Forum OpenACS Q&A: Response to Open ACS handling heavy traffic

Collapse
Posted by Don Baccus on
I'm working on scalability issues with permissions as we speak, and I think it is safe to say that OpenACS 4 will outperform ACS 4 Classic in this regard.  The LAUSD (Jon Griffin's employer) has already provided speed-ups for acs_permission.permission_p itself, and I'm poking around into the use of acs_party_privilege_map which is very slow in PostgreSQL and apparently not all that swift in Oracle, as well.

So this will remove one bottleneck.  What other bottlenecks will we uncover?  Hard to say.  As Jonathan mentioned, more information on the actual number of pages to be served is needed in order to give you feedback, and as was mentioned later caching can help a lot, too.  You can cache directly in AOLserver and perhaps have more fine-grained control over when to expunge cached pages than through the use of Squid or similar tools (only your code knows when a dynamic page changes, after all).

One thing we are working on is the provision of automated testing tools, and this includes load testing using scripts that "know" about the structure and perhaps usage profiles of a site.  This will give users the ability to drive development sites with input that more accurately reflects reality (by posting to bboards, etc) than is possible with a simpler tool than (say) apache bench.

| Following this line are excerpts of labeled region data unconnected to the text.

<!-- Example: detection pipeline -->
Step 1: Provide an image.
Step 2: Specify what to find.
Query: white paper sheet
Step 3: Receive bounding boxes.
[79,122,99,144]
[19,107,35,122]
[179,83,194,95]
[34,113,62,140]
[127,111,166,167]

I realize none of this answers your question directly.  In part that's because I think the scalability issue for [Open]ACS 4 has yet to be answered - I'm outlining the steps we're taking to boost performance and to enhance our ability to test performance (and correctness) later.

One point of reference for OpenACS 3.2 ... this site right here withstood a slashdotting when running PostgreSQL 6.5 on a single dual-processor PII 400 box.